# Had the Cruze tinted yesterday... love it... pics



## cbr954 (Jun 12, 2011)

I had a hard time deciding what tint to put on the rear windows after talking to people and hearing how they can't see out the back at night. I knew I wanted something darker than 20% on the back seat passenger windows because thats about the factory tint on my wifs Edge and it isn't dark enough to keep the sun out of my sons eyes.

So after going back and forth in my mind I went with 38% on the front (the legal max in MO), 5% on the back seat side glass and 18% on the rear glass. 

I was concerned that it would be very obvious from the outside but it isn't at all. It blends and looks great. The fact that the rear side glass is 5% makes the rear glass look much darker than it is from outside but I still have great night time visability from the inside. 

I would highly recomend this set up for those that are concerned about gping to dark on the rear glass.

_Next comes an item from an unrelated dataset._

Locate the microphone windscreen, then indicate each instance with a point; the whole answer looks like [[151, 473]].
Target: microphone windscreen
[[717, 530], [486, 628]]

I think it looks great.


----------



## WHITECO (Mar 31, 2011)

That looks pretty good....I wish it was legal to tint the front windows in my Province cause I would love to do it on this car.


----------



## CHEVYCRUZE RS (Mar 29, 2011)

looks very good!
Nice job!!!


----------



## justmike (Dec 6, 2010)

Very sharp looking that way. Any thoughts of taking the Cruze lettering off?


----------



## cbr954 (Jun 12, 2011)

justmike said:


> Very sharp looking that way. Any thoughts of taking the Cruze lettering off?


I keep going back and forth on the cruze lettering... I need to look at some pics.


----------



## 115 (Nov 12, 2010)

WHITECO said:


> That looks pretty good....I wish it was legal to tint the front windows in my Province cause I would love to do it on this car.


 Correct me if I'm wrong, but I believe most Provinces/States do not allow tinting the front window at all...


----------